You’re more likely to get gastro-oesophageal reflux if you:

  • smoke
  • drink alcohol
  • eat big meals
  • are overweight
  • have a hiatus hernia
  • are white
  • are male
  • are over 50

Only about one in 20 people who have reflux go on to develop Barrett’s Osophagus. You’re more likely to develop it if you’ve had severe reflux symptoms for many years.

Complications of Barrett’s Oesophagus

For some people, the constant exposure to acid and bile from gastro-oesophageal reflux over a long period of time causes complications, including:

  • ulcers, which can be painful when you swallow food, and if severe, cause blood in your vomit or faeces (which will look black and tar-like)
  • scarring of your oesophagus (stricture), which may narrow your oesophagus and make it difficult to swallow
  • cancer of the oesophagus

Barrett’s Oesophagus and cancer

Most people with Barrett’s Oesophagus don’t have any serious problems from the condition.
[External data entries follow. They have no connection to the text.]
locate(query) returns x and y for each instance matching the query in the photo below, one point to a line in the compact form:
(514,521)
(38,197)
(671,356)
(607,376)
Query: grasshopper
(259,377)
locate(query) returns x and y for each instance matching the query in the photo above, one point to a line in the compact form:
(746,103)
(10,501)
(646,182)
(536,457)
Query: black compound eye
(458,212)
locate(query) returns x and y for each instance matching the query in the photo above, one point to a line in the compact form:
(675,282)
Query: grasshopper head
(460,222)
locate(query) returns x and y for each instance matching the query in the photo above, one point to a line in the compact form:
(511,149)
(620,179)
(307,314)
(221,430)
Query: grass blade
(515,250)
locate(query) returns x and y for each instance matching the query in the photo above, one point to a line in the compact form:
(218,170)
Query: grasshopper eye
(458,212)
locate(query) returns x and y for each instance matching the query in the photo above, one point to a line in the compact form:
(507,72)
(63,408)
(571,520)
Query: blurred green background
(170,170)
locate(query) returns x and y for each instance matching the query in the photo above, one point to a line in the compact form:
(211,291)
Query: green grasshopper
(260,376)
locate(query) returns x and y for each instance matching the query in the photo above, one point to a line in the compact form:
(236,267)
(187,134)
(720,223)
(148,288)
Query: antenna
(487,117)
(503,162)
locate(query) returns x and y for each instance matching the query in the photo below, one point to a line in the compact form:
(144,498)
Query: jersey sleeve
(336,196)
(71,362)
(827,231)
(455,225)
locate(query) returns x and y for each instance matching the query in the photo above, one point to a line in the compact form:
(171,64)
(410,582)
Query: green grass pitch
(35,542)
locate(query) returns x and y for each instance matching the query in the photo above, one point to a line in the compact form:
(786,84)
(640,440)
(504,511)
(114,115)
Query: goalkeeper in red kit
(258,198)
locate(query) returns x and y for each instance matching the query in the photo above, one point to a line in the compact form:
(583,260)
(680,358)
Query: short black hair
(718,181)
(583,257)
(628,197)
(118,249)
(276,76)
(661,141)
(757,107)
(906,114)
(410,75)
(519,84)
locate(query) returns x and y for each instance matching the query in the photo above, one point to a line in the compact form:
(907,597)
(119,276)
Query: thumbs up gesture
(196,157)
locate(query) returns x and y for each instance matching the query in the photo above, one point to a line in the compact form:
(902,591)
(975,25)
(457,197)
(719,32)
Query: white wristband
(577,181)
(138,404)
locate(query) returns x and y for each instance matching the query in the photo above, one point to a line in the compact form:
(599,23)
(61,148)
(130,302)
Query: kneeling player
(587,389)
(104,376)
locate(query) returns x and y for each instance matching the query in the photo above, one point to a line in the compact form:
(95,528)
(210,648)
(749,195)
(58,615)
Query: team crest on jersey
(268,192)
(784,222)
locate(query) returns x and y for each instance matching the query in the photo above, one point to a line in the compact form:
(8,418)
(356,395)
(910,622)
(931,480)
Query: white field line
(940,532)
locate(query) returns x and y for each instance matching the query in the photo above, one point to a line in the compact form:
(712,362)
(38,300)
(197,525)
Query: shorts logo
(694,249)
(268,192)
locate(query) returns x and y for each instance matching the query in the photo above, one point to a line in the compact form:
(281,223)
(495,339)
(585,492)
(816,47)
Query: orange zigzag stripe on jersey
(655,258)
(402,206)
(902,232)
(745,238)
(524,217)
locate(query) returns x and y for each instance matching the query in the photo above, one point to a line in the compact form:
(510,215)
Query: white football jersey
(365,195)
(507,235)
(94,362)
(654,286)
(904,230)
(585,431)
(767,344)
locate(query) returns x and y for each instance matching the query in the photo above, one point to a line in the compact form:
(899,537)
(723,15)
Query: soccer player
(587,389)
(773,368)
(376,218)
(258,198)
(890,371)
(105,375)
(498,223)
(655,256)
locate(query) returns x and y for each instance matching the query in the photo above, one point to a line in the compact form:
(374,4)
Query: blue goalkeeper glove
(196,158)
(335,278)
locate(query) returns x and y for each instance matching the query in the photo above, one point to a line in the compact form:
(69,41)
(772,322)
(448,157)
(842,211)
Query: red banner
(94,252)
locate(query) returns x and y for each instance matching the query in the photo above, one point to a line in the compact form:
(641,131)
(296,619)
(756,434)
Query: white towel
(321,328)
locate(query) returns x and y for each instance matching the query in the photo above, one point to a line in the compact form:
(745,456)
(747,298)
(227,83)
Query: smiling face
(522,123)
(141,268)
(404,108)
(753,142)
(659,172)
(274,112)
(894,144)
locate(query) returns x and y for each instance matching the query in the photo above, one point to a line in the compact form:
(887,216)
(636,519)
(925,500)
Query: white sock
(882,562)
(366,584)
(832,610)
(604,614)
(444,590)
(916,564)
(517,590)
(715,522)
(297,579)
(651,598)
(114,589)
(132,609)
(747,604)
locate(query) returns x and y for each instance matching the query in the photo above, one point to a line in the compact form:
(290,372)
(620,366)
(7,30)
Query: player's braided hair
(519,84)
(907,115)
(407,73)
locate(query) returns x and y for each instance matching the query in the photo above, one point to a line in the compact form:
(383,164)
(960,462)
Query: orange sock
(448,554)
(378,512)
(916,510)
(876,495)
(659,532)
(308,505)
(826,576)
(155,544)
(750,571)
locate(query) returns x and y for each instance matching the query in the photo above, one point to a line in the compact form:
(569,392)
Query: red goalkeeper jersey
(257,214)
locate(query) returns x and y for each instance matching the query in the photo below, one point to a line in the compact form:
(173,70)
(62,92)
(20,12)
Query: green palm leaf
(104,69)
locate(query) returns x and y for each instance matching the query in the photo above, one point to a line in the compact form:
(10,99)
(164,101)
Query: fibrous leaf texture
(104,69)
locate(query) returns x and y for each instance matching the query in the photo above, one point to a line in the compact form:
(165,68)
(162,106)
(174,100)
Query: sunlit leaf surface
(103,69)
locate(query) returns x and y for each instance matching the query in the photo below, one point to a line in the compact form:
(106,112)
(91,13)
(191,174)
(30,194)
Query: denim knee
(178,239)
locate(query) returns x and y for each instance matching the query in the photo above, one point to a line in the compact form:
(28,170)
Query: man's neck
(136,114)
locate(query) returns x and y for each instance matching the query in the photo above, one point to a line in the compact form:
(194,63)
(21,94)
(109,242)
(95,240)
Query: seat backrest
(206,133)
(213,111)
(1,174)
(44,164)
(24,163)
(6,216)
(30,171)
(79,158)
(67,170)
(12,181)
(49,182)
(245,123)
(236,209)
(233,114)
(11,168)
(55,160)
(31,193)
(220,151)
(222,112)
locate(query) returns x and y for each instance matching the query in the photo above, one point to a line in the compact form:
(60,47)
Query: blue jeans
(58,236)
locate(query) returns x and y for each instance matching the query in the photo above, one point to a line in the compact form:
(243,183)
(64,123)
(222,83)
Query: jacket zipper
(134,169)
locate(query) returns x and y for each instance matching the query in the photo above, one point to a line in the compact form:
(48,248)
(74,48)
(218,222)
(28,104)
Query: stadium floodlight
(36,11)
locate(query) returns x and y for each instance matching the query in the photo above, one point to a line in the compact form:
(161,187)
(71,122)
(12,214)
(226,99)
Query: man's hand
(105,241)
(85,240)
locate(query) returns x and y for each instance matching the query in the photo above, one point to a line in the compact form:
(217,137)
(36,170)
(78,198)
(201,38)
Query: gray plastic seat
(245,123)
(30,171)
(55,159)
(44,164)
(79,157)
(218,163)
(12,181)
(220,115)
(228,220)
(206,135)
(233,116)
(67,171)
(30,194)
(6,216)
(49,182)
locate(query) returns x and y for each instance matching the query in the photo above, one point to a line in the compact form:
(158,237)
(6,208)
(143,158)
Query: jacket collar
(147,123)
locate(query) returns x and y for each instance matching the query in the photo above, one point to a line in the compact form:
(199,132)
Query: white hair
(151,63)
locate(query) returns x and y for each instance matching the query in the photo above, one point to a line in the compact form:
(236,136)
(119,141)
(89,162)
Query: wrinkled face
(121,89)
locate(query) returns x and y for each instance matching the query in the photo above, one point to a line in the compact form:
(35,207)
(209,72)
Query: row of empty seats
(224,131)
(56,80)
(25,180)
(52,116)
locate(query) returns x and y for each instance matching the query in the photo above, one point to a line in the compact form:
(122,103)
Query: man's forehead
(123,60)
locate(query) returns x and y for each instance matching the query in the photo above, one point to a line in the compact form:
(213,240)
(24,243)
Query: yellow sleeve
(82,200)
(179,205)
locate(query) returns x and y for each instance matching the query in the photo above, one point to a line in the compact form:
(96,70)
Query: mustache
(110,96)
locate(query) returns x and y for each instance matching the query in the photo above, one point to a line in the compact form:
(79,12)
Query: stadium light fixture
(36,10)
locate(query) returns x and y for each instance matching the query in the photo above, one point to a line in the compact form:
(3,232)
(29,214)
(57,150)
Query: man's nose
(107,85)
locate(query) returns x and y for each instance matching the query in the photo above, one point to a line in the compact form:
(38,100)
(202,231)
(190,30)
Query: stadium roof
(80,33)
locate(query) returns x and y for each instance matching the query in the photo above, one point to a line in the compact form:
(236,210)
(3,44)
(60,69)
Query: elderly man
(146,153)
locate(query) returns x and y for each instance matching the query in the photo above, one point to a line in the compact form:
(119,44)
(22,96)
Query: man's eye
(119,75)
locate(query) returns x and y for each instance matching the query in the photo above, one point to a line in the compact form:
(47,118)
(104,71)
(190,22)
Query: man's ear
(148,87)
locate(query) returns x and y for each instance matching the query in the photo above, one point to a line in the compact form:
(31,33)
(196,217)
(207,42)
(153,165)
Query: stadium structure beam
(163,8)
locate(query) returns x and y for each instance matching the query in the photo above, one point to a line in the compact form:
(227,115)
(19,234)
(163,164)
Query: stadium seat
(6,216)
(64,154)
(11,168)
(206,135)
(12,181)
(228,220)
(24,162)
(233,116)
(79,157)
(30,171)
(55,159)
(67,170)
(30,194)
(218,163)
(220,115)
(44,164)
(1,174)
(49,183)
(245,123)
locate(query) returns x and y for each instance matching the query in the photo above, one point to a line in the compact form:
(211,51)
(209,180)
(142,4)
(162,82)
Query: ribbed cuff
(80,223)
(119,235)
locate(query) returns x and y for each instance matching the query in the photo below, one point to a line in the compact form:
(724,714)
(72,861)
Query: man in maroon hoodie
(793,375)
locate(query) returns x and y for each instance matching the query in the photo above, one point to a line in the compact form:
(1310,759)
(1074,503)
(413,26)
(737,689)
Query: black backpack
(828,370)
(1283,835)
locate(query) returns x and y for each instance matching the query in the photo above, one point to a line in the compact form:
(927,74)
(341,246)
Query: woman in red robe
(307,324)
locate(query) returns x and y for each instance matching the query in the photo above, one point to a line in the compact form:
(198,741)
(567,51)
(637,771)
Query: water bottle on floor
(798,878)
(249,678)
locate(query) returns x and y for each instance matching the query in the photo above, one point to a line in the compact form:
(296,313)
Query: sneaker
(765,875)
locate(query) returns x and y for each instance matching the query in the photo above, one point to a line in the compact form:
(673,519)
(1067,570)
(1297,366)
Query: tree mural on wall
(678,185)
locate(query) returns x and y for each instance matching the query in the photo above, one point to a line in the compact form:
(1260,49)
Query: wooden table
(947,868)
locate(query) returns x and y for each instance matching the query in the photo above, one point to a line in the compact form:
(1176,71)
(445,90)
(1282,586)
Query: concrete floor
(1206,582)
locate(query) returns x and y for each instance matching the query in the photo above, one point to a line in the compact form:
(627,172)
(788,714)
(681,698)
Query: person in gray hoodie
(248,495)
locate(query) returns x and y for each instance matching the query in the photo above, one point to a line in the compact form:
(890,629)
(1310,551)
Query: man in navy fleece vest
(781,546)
But in some people, the changes in the cells that line the oesophagus develop into cancer. This happens to around one or two people in every 20 with Barrett’s Oesophagus. And it usually takes many years or decades for cancer to develop.

During this time, the cells go through a series of pre-cancerous changes called metaplasia and dysplasia. Dysplasia can be labelled low-grade or high-grade, depending on the how much the cells have changed. Cells that have high-grade dysplasia have changed the most, and have the highest risk of turning cancerous.

Not everyone who gets high-grade dysplasia will develop oesophageal cancer. But if you do have these cells, your doctor will monitor you so they can detect and treat any changes in your cells early.